Holy *hit what a good looking fish- great shape/ eye color! I had a 5-6 " rhom several years back and it was a pansy, would eat _maybe_ once a week- with all lights off. Needless to say I ended up trading him because he didn't have that rhom persona. But it sounds like you've got yourself a keeper


----------



## assclown (Dec 12, 2005)

yeah he is...the other rhom that i had was the same way


----------



## luckydemonz5 (Jul 24, 2009)

that is the one i was gonna buy im glad you bought it hes a finger chaser


----------



## Plowboy (Apr 9, 2008)

It's always nice to hear that someone got a good fish! Good looking fish too!

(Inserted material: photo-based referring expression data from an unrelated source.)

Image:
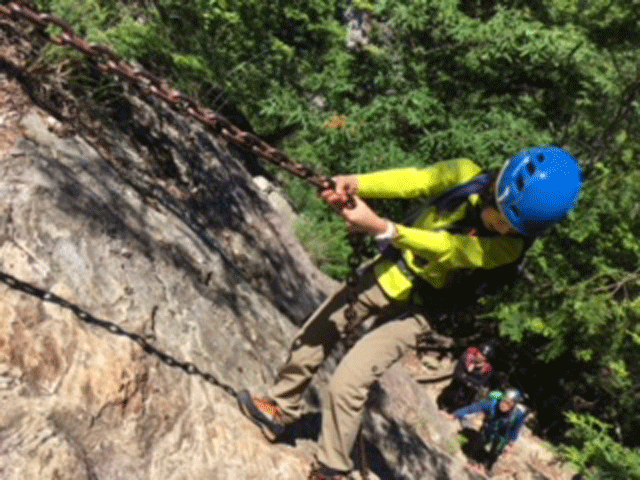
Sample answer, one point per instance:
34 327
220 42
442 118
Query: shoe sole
256 416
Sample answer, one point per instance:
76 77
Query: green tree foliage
440 79
596 454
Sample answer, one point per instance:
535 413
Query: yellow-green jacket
428 250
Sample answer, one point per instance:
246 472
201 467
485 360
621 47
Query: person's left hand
357 214
360 218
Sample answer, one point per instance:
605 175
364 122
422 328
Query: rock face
144 277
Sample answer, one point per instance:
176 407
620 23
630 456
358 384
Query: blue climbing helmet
513 394
537 187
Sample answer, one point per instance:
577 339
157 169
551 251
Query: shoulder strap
450 200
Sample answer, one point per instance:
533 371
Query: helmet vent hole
531 168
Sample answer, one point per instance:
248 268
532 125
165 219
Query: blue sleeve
484 406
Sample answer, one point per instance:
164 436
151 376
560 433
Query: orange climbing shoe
264 413
322 472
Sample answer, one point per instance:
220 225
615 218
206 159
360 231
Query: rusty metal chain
111 63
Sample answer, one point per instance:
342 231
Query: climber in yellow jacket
473 221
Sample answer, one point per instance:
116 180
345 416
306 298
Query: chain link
111 63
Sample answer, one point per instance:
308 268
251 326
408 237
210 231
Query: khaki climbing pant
394 330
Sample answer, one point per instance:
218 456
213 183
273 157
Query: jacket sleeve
416 182
484 406
517 425
454 251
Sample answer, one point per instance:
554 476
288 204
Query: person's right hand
345 187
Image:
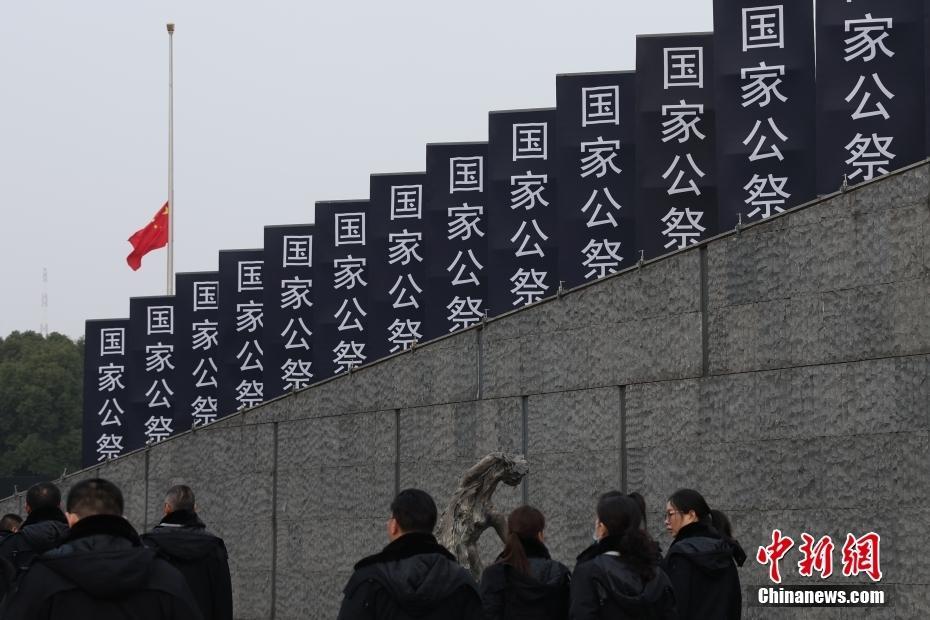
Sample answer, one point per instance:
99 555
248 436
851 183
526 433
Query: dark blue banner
342 282
597 175
456 236
764 65
106 385
242 288
871 99
522 208
152 371
289 308
197 314
676 141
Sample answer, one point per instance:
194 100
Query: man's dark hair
415 511
180 497
9 521
95 497
43 495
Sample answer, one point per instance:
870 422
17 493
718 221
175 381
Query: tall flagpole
170 159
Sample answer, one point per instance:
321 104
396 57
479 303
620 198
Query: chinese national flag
152 237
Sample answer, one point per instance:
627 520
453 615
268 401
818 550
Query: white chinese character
347 321
528 286
296 339
691 185
298 251
206 370
530 141
459 263
109 447
869 38
463 222
599 155
763 26
206 296
295 293
348 272
684 66
349 355
250 275
160 320
879 109
350 229
110 377
682 123
249 316
466 174
680 232
204 335
762 138
600 105
158 357
869 154
296 374
464 313
404 333
245 356
406 202
403 246
601 258
761 83
765 194
529 189
112 341
402 292
595 203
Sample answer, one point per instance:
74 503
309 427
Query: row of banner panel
710 131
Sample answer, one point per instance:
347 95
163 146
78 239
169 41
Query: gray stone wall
783 370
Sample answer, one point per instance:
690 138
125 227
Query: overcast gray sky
277 105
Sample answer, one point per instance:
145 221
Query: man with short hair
183 539
414 576
101 571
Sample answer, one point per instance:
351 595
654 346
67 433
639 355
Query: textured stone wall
783 370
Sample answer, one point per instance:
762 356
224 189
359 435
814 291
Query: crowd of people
87 561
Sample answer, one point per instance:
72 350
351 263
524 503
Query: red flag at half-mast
152 237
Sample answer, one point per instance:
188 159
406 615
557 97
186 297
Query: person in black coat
101 571
700 561
525 583
414 576
618 577
183 539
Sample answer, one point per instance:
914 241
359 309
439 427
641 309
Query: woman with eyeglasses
700 561
618 577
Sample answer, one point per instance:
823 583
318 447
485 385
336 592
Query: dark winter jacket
183 539
543 594
606 585
701 565
43 529
103 572
413 577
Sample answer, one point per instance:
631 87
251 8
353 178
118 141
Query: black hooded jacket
102 571
543 594
701 565
413 577
606 585
43 529
183 539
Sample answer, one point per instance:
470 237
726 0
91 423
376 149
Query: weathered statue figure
470 511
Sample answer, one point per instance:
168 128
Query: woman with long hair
618 577
525 582
700 561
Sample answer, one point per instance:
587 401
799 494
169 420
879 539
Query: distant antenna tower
44 327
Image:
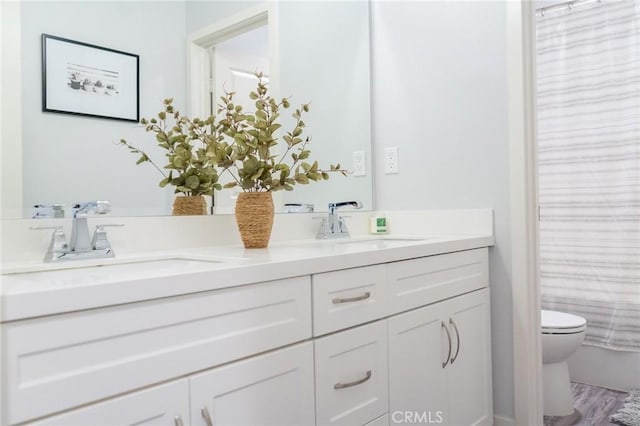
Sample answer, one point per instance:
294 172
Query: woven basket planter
254 216
189 205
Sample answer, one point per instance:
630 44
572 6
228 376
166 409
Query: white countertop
37 289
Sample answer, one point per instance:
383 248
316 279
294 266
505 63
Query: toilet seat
553 322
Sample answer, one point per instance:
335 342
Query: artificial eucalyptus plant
189 168
244 145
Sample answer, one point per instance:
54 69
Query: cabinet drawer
271 389
351 376
419 282
62 361
163 405
380 421
342 299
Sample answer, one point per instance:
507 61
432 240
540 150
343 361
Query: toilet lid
561 321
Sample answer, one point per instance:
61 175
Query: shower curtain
588 76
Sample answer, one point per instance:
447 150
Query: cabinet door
271 389
163 405
469 371
418 348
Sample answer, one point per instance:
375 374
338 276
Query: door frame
527 342
200 42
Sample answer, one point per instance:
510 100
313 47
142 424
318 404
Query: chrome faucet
80 239
334 226
81 245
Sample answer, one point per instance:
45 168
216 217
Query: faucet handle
58 241
98 207
100 240
48 211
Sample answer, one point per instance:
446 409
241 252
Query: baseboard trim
503 421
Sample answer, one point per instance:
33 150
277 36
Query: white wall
53 142
10 118
440 96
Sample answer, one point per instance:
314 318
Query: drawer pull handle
354 383
455 327
444 364
207 417
338 300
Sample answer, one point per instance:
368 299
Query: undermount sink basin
115 267
359 242
378 240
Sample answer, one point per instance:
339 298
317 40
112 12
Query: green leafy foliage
242 144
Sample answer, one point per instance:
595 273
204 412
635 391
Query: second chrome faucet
81 245
334 226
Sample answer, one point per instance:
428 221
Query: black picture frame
88 80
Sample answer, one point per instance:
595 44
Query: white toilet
562 334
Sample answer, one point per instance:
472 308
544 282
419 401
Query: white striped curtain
588 76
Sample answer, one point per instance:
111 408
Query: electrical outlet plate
391 160
359 163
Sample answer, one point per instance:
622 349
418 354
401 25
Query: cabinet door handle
444 364
354 383
339 300
207 417
455 327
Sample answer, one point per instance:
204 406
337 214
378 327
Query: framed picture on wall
83 79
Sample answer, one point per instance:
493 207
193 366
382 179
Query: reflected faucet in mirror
81 246
334 226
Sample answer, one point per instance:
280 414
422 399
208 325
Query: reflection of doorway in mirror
234 63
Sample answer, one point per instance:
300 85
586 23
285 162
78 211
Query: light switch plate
359 163
391 160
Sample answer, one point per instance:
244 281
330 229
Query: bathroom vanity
369 331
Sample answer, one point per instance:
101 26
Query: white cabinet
401 342
348 297
351 376
63 361
440 362
271 389
163 405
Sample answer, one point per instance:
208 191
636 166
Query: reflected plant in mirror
190 169
246 146
243 142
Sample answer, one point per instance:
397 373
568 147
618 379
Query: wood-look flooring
594 405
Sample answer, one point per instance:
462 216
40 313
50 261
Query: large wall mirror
321 56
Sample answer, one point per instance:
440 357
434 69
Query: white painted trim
527 350
199 43
503 421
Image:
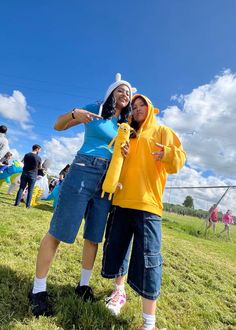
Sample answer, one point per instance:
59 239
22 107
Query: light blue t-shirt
98 134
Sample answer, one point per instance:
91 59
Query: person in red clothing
227 220
213 218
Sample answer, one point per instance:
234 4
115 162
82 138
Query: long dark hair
109 109
134 124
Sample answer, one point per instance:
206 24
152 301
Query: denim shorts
80 197
145 265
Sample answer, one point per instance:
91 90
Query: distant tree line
183 210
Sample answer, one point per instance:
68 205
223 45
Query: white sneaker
116 301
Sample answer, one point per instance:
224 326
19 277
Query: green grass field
199 277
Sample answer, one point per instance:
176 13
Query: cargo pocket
151 261
152 275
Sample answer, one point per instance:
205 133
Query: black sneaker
84 292
40 304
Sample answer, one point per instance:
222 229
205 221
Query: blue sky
64 54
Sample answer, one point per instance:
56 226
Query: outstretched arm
74 117
170 151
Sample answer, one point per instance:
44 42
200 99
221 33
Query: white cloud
15 108
61 151
203 198
205 120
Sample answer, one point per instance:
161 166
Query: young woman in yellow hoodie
155 151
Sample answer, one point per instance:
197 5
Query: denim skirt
80 197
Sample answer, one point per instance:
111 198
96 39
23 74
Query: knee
50 241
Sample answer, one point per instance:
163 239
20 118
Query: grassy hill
199 277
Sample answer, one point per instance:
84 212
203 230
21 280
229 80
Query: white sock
149 321
120 287
39 285
85 276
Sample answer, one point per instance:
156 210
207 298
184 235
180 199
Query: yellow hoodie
142 177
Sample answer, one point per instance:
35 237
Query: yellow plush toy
113 174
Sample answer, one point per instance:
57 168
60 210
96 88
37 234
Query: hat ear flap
118 77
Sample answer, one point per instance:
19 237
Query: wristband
72 113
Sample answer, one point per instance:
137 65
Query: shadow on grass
44 207
69 311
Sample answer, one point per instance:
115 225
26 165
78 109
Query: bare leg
47 250
89 254
225 228
120 280
149 306
214 227
208 225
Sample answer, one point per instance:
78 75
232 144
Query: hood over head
150 119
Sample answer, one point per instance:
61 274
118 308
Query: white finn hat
117 83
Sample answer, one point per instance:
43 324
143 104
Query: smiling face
139 110
122 96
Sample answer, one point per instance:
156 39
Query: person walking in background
4 161
64 171
32 163
227 220
213 218
80 192
155 151
4 146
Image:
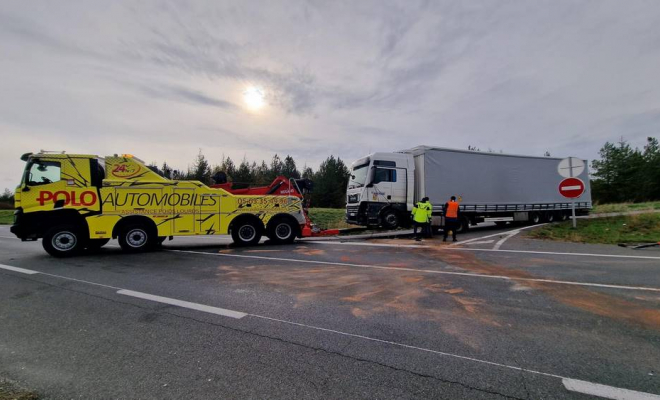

My little 5.5-6 inch guy eats half a shrimp or about a 0.75x0.75 inch chunk of tilapia every 2-4 days. LOL the only time I let mine eat is when I'm standing there with the lights on. If he doesn't eat it in 5-10 minutes, then he doesn't eat that day, and I net the chunk out and toss it in the oscars tank. Tough love for sure!


----------



## FishermanCanada (Feb 12, 2007)

i feed usually every 10 days and my big guy (16 inch rhom) will easily eat 12-15 large shrimp right in front of me. He probably would take it from my hand, he hits it as soon as it hits the water but i like having four fingers and a thumb.

rhoms rule!


----------



## Soul Assassin (Nov 21, 2006)

buzzz said:


> i feed usually every 10 days and my big guy (16 inch rhom) will easily eat 12-15 large shrimp right in front of me. He probably would take it from my hand, he hits it as soon as it hits the water but i like having four fingers and a thumb.
> 
> rhoms rule!


I think 10 days without food is a bit long, IMO. I feed smaller portions more often, although a 16 incher dont need to eat as often as a 3 incher.


----------



## Gerrad (Jan 5, 2008)

Great looking bdr! Your a lucky one, and was able to get a rhom with a good personality. I hope that will happen to me, too. I'm probably going to be buying a 10' bdr from AS. How big is your's?


----------



## FishermanCanada (Feb 12, 2007)

Soul Assassin said:


> i feed usually every 10 days and my big guy (16 inch rhom) will easily eat 12-15 large shrimp right in front of me. He probably would take it from my hand, he hits it as soon as it hits the water but i like having four fingers and a thumb.
> 
> rhoms rule!


I think 10 days without food is a bit long, IMO. I feed smaller portions more often, although a 16 incher dont need to eat as often as a 3 incher.
[/quote]

I time it too my water changes. I feed the day before and change his water the day after. I do this to keep his water cleaner. Its worked well for years, he is active and super healthy, plus my water is always crystal.


----------



## assclown (Dec 12, 2005)

thanks for all of the input....he is approx 10" and i am glad to have him


----------



## the_w8 (Jul 28, 2003)

I also tend to feed my rhom in smaller portions, but from time to time he'll take more. I also like to feed the day of or before water changes becuase if he spits (regurgitates) food out it won't be sitting long enough to foul the water.


----------



## weerhom (Jan 12, 2007)

that's a beauty of a fish. Got any more pics????


----------



## assclown (Dec 12, 2005)

not yet, waiting for other to arrive at some point.............was promised a 14" but got bent on that deal


----------



## chomp chomp (Oct 28, 2003)

my 10 Inch rhom will eat every other day. I feed him 3 large smelt @ 3" or 3 night crawlers or about 12-15 pieces of krill


----------



## jmax611 (Aug 6, 2006)

my big rhom will eat 1 whole tilapia fillet a day probably more if i tried lol


----------



## Trigga (Jul 1, 2006)

Yeah my rhom will eat as much as I toss in.. It's hard not to feed him a shitload but underfeeding especially when you feed daily is always better than over feeding


----------



## the_w8 (Jul 28, 2003)

it is tough.. i love watching my big guy gobble up tilapia. Mine ate almost hlaf a fillet today....He kept coming to the top begging like a dog LOL. He should be plenty fine for at least a week now.


----------